Open Access Research article

Longitudinal monitoring of Ehrlichia ruminantium infection in Gambian lambs and kids by pCS20 PCR and MAP1-B ELISA

Bonto Faburay14*, Dirk Geysen2, Susanne Munstermann1, Lesley Bell-Sakyi3 and Frans Jongejan45

Author Affiliations

1 International Trypanotolerance Centre, PMB 14, Banjul, The Gambia

2 Prince Leopold Institute of Tropical Medicine, Nationalestraat 155, B-2000 Antwerp, Belgium

3 Centre for Tropical Veterinary Medicine, Royal (Dick) School of Veterinary Studies, University of Edinburgh, Easter Bush, Roslin, Midlothian EH25 9RG, UK

4 Utrecht Centre for Tick-borne Diseases, Department of Infectious Diseases and Immunology, Faculty of Veterinary Medicine, Utrecht University, Yalelaan 1, 3584CL Utrecht, The Netherlands

5 Department of Veterinary Tropical Diseases, Faculty of Veterinary Science, University of Pretoria, Private Bag X04, Onderstepoort 0110, South Africa

For all author emails, please log on.

BMC Infectious Diseases 2007, 7:85  doi:10.1186/1471-2334-7-85

Published: 27 July 2007

Abstract

Background

The epidemiology of E. ruminantium infection in extensively managed young animals is not adequately understood.
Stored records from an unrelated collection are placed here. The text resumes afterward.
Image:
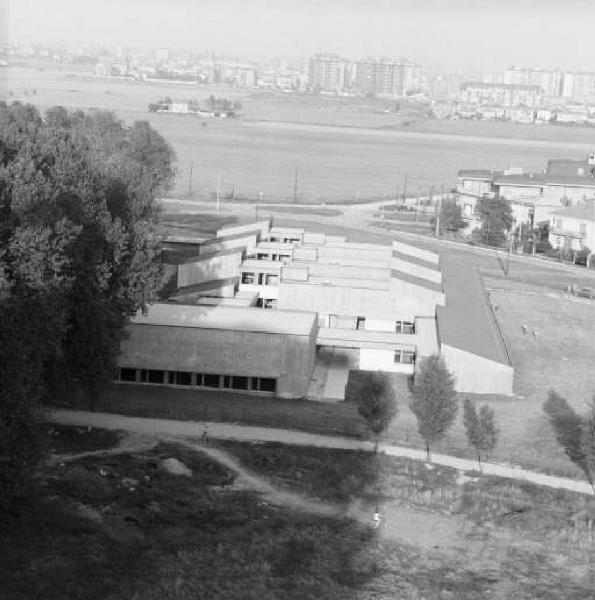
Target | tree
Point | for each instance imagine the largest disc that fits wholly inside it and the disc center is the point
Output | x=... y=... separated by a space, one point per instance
x=481 y=429
x=573 y=432
x=434 y=400
x=496 y=221
x=450 y=216
x=376 y=403
x=79 y=255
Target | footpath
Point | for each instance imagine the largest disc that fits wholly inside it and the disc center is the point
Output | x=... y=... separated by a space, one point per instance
x=246 y=433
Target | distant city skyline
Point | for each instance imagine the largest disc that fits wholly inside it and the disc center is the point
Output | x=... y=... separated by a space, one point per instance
x=472 y=36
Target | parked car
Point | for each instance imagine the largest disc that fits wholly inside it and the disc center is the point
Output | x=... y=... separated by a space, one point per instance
x=585 y=292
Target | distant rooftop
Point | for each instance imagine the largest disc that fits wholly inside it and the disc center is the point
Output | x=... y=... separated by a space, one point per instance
x=256 y=320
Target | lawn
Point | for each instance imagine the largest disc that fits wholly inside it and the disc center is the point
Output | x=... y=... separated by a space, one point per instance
x=204 y=405
x=120 y=527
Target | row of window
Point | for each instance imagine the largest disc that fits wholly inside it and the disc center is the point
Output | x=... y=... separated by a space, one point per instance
x=266 y=303
x=260 y=278
x=205 y=380
x=276 y=257
x=406 y=357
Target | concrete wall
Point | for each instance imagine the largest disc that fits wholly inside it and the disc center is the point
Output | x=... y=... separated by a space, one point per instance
x=371 y=359
x=339 y=300
x=287 y=358
x=426 y=255
x=201 y=271
x=477 y=375
x=414 y=300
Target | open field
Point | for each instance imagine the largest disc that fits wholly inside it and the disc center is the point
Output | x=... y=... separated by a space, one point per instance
x=259 y=152
x=268 y=521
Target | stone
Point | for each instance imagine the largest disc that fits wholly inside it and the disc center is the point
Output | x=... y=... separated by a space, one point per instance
x=175 y=467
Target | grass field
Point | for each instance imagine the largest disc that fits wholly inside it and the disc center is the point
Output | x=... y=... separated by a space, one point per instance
x=337 y=160
x=118 y=526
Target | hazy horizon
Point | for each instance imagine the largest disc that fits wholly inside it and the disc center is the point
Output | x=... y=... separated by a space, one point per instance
x=477 y=35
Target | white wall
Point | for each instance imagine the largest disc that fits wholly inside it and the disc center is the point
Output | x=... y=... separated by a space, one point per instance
x=477 y=375
x=371 y=359
x=416 y=252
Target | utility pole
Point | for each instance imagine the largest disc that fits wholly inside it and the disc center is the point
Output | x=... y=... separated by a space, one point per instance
x=295 y=185
x=438 y=209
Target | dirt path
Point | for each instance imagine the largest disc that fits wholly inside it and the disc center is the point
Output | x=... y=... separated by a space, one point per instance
x=131 y=442
x=424 y=529
x=248 y=433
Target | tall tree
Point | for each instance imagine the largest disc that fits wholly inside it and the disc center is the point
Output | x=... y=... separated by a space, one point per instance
x=78 y=254
x=450 y=216
x=496 y=221
x=434 y=400
x=574 y=433
x=480 y=428
x=377 y=404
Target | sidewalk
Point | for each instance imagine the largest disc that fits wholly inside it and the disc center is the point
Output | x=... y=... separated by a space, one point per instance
x=264 y=434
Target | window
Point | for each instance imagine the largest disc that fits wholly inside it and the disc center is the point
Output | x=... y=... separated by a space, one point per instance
x=128 y=375
x=408 y=357
x=404 y=327
x=267 y=385
x=210 y=380
x=155 y=376
x=183 y=378
x=239 y=383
Thus in this study, we monitored the onset (age at first infection) and kinetics of E. ruminantium infection and antibody response in extensively managed newborn lambs and kids at three sites in The Gambia.

Methods

We used a nested pCS20 PCR and MAP1-B ELISA in a longitudinal study to monitor the onset (age at first infection) and kinetics of E. ruminantium infection and antibody response respectively, in 77 newborn lambs and kids under a traditional husbandry system at three sites (Kerr Seringe, Keneba, Bansang) in The Gambia where heartwater is known to occur. The animals were monitored for field tick infestation and the comparative performance of the two assays in detecting E. ruminantium infection was also assessed.

Results

The infection rate detected by pCS20 PCR varied between 8.6% and 54.8% over the 162-day study period. Nineteen per cent of the animals in week 1 post-partum tested positive by pCS20 PCR with half of these infections (7/14) detected in the first 3 days after birth, suggesting that transmission other than by tick feeding had played a role. The earliest detectable A. variegatum infestation in the animals occurred in week 16 after birth. Antibodies detected by MAP1-B ELISA also varied, between 11.5% and 90%. Although there is considerable evidence that this assay can detect false positives and due to this and other reasons serology is not a reliable predictor of infection at least for heartwater. In contrast to the pCS20 PCR, the serological assay detected the highest proportion of positive animals in week 1 with a gradual decline in seropositivity with increasing age. The pCS20 PCR detected higher E. ruminantium prevalence in the animals with increasing age and both the Spearman's rank test (rs = -0.1512; P = 0.003) and kappa statistic (-0.091 to 0.223) showed a low degree of agreement between the two assays.

Conclusion

The use of pCS20 PCR supported by transmission studies and clinical data could provide more accurate information on heartwater epidemiology in endemic areas and single-occasion testing of an animal may not reveal its true infection status. The view is supported because both the vector and vertical transmission may play a vital role in the epidemiology of heartwater in young small ruminants; the age range of 4 and 12 weeks corresponds to the period of increased susceptibility to heartwater in traditionally managed small ruminants.